Journalist Ross Ramsey wrote for The New York Times 18 December 2014:
-----------------------------------------------------------------------------------------
The goods you buy online and through mail-order catalogs from out of state are not tax free. It’s just that the state has a hard time collecting the taxes that are due. Retailers do not pay sales taxes. Consumers do. Retailers just collect them and remit them to the state. And not all retailers are required to play. Texas has no way to force sellers in other states to collect taxes. The retailers that are not required to collect the taxes — a group that includes out-of-staters who sell online and through mail-order catalogs — are not the ones violating state tax laws.

Consumers are the deadbeats, and hardly anyone in politics wants to go door to door to straighten them out. ...Texas and other states have been trying for years to get the federal government to set up a system to get retailers all over the country to collect the taxes and remit them.
-----------------------------------------------------------------------------------------

article

Retailers do not pay sales taxes. Consumers do.
And that is what's wrong with the system. Retailers should be PAYING the sales tax.

Every business is required to keep books and records, and to render them up for examination by the State at the State's discretion. In the case of Miles Laboratories v Simon (33 Federal Supplement 962), a case concerning the state sales tax, it is declared: "The tax has been held to be a privilege fee imposed upon persons doing business at retail. ...The tax is not imposed upon the consumer, but upon those 'engaged in the business of making sales at retail, as hereinbefore defined.'"

It was also noted that the company has the option of adding the sales tax amount to the receipt or not to.
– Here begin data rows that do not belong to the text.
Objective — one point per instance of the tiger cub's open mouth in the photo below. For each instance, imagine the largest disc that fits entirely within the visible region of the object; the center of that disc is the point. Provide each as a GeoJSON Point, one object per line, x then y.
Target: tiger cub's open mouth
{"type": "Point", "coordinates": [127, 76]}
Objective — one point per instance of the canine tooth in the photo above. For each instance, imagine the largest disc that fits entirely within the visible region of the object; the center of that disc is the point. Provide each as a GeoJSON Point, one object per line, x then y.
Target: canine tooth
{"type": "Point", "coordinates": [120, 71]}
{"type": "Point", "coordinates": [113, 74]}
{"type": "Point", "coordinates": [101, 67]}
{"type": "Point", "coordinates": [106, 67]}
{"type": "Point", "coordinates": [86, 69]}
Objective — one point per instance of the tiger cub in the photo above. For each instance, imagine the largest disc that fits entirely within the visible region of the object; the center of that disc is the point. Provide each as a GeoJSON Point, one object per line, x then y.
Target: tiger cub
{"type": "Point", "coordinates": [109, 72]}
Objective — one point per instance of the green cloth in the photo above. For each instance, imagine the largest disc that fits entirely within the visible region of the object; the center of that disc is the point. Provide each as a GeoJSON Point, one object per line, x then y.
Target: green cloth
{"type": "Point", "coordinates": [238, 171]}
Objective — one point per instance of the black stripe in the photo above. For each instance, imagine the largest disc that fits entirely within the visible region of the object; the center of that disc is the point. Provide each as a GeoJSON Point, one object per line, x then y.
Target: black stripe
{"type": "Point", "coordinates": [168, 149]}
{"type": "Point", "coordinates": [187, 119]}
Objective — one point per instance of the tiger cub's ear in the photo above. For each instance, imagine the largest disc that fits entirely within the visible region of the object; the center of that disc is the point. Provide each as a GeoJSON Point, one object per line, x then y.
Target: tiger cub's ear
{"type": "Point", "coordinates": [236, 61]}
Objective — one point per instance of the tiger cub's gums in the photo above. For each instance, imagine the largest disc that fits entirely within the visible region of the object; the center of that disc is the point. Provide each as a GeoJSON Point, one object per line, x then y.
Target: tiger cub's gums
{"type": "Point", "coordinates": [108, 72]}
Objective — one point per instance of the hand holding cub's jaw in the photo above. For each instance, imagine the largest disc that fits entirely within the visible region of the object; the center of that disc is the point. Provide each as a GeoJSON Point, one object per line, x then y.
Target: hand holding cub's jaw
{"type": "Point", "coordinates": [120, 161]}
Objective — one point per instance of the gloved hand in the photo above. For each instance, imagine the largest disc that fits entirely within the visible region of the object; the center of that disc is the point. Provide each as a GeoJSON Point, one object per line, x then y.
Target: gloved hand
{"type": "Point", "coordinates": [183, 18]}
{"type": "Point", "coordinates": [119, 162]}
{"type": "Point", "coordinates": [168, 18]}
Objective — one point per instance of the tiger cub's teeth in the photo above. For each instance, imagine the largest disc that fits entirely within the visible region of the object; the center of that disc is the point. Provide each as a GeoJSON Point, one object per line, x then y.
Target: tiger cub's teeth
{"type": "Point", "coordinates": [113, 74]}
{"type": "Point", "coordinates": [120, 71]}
Some stores have a fixed price on their goods, and when you go to the register to pay, the price that is on the price tag is the price that is charged. The tax that the company is liable for has already been included in the price as a cost of doing business. Most stores, however, calculate the tax and place it on the receipt, making it appear that the customer is the one liable for the tax.

Concerning an internet sales tax, governments are making a problem where one doesn't exist. Companies that make sales on the internet can make their sales the same as they would in their brick-and-mortar structures, with the sales taxes embedded into the price of the product as a cost of doing business. When they make a sale on the internet, it doesn't matter where the item is going. When the company makes their reports to their State, they send the money for the amount of the tax imposed upon them by that State.

It's not really all that complicated.

Example: An item that you want is found on Amazon.com. It is shipped from a supplier in the State of Washington to you in Michigan.

From the Washington State Sales Tax site:
The seller is liable to the Department of Revenue for sales tax, whether or not it is collected.
With the tax system being promoted in the congress, you will pay Washington sales tax, and Michigan sales tax also. Now, how fair is that? It's a double taxation.